1. The problem statement, all variables and given/known data
$$\frac{d\vec{Y}}{dt} = \begin{bmatrix} 2 & 4 \\ 3 & 6 \end{bmatrix} \vec{Y}$$
Find the eigenvalues and eigenvectors
2. Relevant equations

3. The attempt at a solution
I found the eigenvectors to be
$$\vec{v_1} = \begin{bmatrix} 2 \\ 1 \end{bmatrix} , \vec{v_2} = \begin{bmatrix} 2 \\ -3 \end{bmatrix}$$

I found a widget on Wolfram Alpha that says the second eigenvector should be:
$$\begin{bmatrix} 2 \\ 3 \end{bmatrix}$$

I am more inclined to believe wolfram alpha is correct, but can someone show me why?

2. May 18, 2016

### pasmith

How are we to determine whether, and if so how, you have made an error if you don't post your working?

3. May 18, 2016

### rmiller70015

It was mostly by looking at the matrix and trying to make them the same and now that you say that when I do the algebra on it to post it, I see what I did wrong. I just tried to look at 3 and -2 to find the solution when I should have said 3x-2y=0 and 3x=2y then the vector becomes clear.

4. May 18, 2016

### Ray Vickson

Neither of your $v_1$ or $v_2$ are eigenvectors. If $A$ is your matrix we have $Av_1 = (8,12)^T$, which cannot be a multiple of $v_1$: the first component of $v_1$ is larger than the second component, while the opposite is true for $Av_1$. Similarly, $v_2$ cannot be an eigenvector of $A$ because the components of $v_2$ have opposite signs, while those of $Av_2$ have the same sign.

Also: you did not show the eigenvalues.

5. May 18, 2016

### rmiller70015

Eigens are 0,8. The problem was v2 I ommited a negative sign in the first vector on accident.

6. May 18, 2016

### Ray Vickson

I do not understand what you are trying to say.
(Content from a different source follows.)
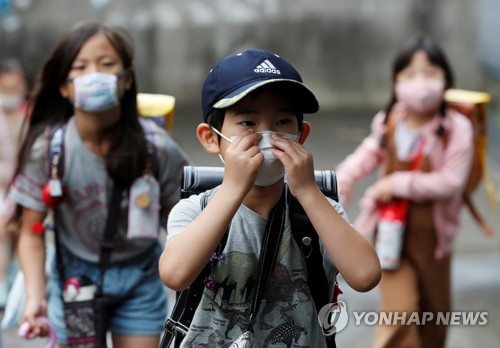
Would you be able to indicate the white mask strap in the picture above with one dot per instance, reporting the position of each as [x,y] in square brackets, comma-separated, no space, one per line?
[222,135]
What is the correct $v_1$? What is the correct $v_2$? Instead of trying to describe these in words, just show the actual numerical entries.

7. May 18, 2016

### rmiller70015

$$\vec{v_1}= \begin{bmatrix} -2 \\ 1 \end{bmatrix} , \vec{v_2}= \begin{bmatrix} 2 \\ 3 \end{bmatrix}$$

Sory for putting so little work into this, I've got the answer and moved onto the next problem at this point.